A little more than one month after first announcing its intentions, General Electric Co.’s NBC television unit finalized its $14 billion acquisition of Vivendi Universal Entertainment, creating a $43 billion broadcasting- and cable-television powerhouse called NBC Universal.
The deal did not deviate much from the original proposal announced Sept. 2.
Shareholders of VUE parent Vivendi Universal will receive $3.8 billion in cash, $3.3 billion of which goes to Vivendi for its 86% stake in VUE. In addition, NBC Universal will assume about $1.7 billion in Vivendi debt, slightly more than the $1.6 billion it said it would take on in September. The remaining valuation -- about $8.5 billion -- is attributable to Vivendi’s 20% stake in NBC Universal.
The new NBC Universal will combine GE’s NBC broadcast network; its cable channels, Bravo, MSNBC and CNBC; and its Spanish-language broadcaster, Telemundo, with VUE’s USA Network, Sci Fi Channel and Trio cable networks.
In addition, the new entity will house VUE’s Universal Studios movie studio, its Universal television-production unit and its Universal theme parks.
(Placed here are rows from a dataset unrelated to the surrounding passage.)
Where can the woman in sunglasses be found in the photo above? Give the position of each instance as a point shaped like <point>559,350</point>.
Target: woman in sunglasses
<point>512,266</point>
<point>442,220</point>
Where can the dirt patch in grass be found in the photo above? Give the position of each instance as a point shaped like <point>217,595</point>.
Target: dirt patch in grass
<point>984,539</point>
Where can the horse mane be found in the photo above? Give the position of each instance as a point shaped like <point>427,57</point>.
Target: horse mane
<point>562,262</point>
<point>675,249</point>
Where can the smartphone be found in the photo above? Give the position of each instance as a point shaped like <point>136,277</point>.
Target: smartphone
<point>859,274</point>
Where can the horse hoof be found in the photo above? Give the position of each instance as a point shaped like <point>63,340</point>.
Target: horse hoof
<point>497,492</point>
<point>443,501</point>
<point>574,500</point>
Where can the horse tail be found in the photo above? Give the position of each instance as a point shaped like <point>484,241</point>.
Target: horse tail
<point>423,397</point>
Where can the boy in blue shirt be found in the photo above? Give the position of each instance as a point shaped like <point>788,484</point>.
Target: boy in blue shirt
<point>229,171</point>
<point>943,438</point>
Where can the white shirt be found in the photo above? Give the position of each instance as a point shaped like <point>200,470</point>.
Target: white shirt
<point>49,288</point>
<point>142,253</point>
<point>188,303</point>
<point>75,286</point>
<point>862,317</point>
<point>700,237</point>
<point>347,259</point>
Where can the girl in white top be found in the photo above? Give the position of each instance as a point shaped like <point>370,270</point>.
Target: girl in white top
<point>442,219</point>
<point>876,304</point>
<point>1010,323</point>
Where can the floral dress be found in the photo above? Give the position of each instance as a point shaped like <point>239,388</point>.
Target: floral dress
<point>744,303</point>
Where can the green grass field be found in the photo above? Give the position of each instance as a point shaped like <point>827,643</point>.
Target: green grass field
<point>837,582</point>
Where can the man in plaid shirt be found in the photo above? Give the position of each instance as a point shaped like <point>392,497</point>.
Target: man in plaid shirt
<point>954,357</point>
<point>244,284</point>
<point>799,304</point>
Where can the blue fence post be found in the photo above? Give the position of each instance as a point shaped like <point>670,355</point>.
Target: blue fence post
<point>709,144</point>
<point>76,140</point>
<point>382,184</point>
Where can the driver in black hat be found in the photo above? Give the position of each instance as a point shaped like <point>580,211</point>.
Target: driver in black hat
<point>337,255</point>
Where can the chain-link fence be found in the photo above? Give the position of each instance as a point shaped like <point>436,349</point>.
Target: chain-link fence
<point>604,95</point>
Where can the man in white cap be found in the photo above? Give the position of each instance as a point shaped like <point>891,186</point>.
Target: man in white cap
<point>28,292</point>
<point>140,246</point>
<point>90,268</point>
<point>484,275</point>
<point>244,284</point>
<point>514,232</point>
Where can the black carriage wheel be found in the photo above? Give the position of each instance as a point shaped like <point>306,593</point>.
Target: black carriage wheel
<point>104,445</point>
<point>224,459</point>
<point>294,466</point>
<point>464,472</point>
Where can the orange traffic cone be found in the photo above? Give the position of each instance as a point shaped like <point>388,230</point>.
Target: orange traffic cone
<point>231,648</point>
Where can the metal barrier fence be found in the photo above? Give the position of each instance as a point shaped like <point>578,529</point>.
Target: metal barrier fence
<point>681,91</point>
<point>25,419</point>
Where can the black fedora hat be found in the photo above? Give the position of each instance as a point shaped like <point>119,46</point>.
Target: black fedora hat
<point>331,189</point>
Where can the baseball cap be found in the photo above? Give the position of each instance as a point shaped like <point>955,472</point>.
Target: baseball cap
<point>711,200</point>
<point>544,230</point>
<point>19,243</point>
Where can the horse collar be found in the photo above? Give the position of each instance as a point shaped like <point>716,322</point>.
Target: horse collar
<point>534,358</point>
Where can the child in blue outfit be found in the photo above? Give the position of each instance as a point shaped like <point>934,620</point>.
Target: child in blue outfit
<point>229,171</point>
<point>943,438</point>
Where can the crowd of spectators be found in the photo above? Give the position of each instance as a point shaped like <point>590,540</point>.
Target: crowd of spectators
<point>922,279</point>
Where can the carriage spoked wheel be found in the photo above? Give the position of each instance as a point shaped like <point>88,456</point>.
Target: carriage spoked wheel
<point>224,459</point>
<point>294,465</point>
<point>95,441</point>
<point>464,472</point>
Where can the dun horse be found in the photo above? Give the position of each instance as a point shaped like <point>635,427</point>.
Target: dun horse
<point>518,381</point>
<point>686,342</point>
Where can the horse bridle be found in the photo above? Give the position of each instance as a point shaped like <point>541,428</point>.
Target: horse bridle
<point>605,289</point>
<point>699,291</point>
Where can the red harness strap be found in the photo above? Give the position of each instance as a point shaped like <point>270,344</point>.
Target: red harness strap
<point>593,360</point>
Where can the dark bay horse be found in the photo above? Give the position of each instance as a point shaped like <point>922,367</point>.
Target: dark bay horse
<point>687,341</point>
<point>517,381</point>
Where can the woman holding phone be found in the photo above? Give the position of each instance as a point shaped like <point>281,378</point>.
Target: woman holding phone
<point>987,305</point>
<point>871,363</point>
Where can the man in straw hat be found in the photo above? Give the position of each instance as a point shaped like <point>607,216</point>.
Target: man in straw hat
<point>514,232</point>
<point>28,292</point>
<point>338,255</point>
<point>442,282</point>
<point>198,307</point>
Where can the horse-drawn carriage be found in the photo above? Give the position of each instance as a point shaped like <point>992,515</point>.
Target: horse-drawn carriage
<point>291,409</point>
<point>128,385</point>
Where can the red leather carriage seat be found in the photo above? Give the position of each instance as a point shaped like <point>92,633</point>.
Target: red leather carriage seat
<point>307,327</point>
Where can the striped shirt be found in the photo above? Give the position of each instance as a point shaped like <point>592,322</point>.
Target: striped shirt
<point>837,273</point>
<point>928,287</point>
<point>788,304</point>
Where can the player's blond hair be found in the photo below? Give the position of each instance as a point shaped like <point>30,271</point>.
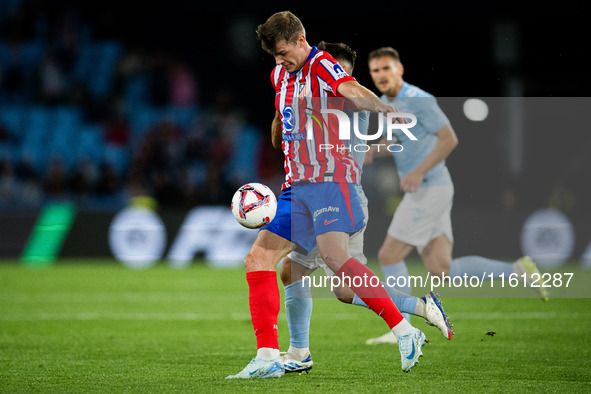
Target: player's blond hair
<point>280,26</point>
<point>384,51</point>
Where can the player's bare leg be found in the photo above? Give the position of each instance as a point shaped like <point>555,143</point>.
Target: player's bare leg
<point>437,255</point>
<point>298,307</point>
<point>333,247</point>
<point>391,257</point>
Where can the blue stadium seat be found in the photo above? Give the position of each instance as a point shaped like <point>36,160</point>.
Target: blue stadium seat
<point>91,143</point>
<point>65,134</point>
<point>13,118</point>
<point>243,164</point>
<point>185,116</point>
<point>118,156</point>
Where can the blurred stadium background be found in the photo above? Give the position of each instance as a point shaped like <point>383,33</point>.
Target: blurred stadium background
<point>104,104</point>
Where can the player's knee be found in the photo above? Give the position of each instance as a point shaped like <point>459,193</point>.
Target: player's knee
<point>383,256</point>
<point>439,268</point>
<point>332,260</point>
<point>254,262</point>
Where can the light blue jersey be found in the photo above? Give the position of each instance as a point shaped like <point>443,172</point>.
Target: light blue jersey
<point>430,119</point>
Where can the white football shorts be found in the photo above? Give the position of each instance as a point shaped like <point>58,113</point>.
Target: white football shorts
<point>423,216</point>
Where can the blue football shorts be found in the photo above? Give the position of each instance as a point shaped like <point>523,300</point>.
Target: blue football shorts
<point>307,210</point>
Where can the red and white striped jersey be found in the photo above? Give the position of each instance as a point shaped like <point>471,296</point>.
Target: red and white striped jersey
<point>299,98</point>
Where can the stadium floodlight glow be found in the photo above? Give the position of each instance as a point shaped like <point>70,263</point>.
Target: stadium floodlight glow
<point>475,110</point>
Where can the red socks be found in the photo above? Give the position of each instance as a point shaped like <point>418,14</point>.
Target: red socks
<point>367,286</point>
<point>264,303</point>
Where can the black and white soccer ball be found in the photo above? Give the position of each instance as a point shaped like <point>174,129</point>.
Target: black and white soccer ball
<point>254,205</point>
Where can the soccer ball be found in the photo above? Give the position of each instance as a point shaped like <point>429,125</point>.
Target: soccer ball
<point>254,205</point>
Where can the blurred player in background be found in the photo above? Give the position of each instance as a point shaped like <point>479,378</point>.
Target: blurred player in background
<point>322,181</point>
<point>298,298</point>
<point>423,218</point>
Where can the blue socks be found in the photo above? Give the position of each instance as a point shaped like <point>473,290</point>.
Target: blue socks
<point>298,307</point>
<point>476,266</point>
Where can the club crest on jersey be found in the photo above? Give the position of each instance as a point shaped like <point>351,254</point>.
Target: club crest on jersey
<point>303,90</point>
<point>288,120</point>
<point>339,71</point>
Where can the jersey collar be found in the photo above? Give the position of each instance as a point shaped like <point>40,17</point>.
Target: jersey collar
<point>310,56</point>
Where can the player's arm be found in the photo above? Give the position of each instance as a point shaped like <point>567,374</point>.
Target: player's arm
<point>362,97</point>
<point>446,142</point>
<point>276,133</point>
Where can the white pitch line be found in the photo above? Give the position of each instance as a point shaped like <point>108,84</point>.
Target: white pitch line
<point>133,316</point>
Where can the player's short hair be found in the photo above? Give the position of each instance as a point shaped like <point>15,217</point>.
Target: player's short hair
<point>384,51</point>
<point>340,51</point>
<point>282,25</point>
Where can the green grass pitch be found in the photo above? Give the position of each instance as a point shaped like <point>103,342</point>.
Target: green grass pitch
<point>87,326</point>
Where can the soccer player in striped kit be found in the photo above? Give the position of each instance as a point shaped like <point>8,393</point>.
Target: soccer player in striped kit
<point>321,206</point>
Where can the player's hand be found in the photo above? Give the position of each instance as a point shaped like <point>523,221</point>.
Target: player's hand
<point>385,109</point>
<point>410,182</point>
<point>368,159</point>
NBC said it sees between $400 million-$500 million in synergies after the deal closes -- about $350 million in cost savings and $100 million in additional revenue.
On a conference call with analysts, NBC chairman Bob Wright -- who will also be chairman of NBC Universal -- praised the deal and especially the cable channels.
Wright called the VUE cable channels complementary to NBC’s current cable offerings, adding that in the future, video-on-demand offerings using USA programs like The Dead Zone
could be a major profit center for the combined entity.
But Wright also hinted that NBC could use its considerable broadcast muscle to gain long-term deals with cable operators.
"We have a good relationship with the cable industry," Wright said. "We have long-term agreements, we have some short-term agreements that they have. We will work hard to turn them into long-term agreements as we get past the closing. And we have plenty of opportunities to offer VOD and other programming enhancements to cable operators as they try to make their way in the digital world."
The deal is expected to close in the first half of 2004.
The agreement marks the end of nearly one year of tough negotiations with a handful of potential suitors, some of which publicly stated that Vivendi’s asking price for the VUE assets -- $14 billion -- was unrealistic.
In a conference call with analysts Wednesday, Vivendi chief operating officer Jean-Bernard Levy appeared to gloat just a bit over the deal that was finally made.
"We have reached our objective of $14 billion of value for VUE, which is the objective we stated to all of those people that were trying to get the assets back in June and July and early August and getting to all the press and saying, ‘These French people don’t know the value of what they’re selling; they are crazy about this value, they are emphasizing a value of $14 [billion], they will never reach it,’" Levy said on the conference call.
"We have reached it and we have confirmed it, because after due diligence, there is no change in the value of the business," he added.
Vivendi got essentially what it has been asking for all along: cash to pay down debt and an interest in a combined entity that could be worth much more down the road.
According to the agreement, Vivendi will have the option of cashing out of the partnership in 2006 for about $3 billion, or $4 billion in 2007. In addition, it could participate in an initial public offering of its NBC Universal stake.
GE has call rights for Vivendi’s interest in the partnership beginning in 2009, at fair market value of the combined entity or the current value of the deal.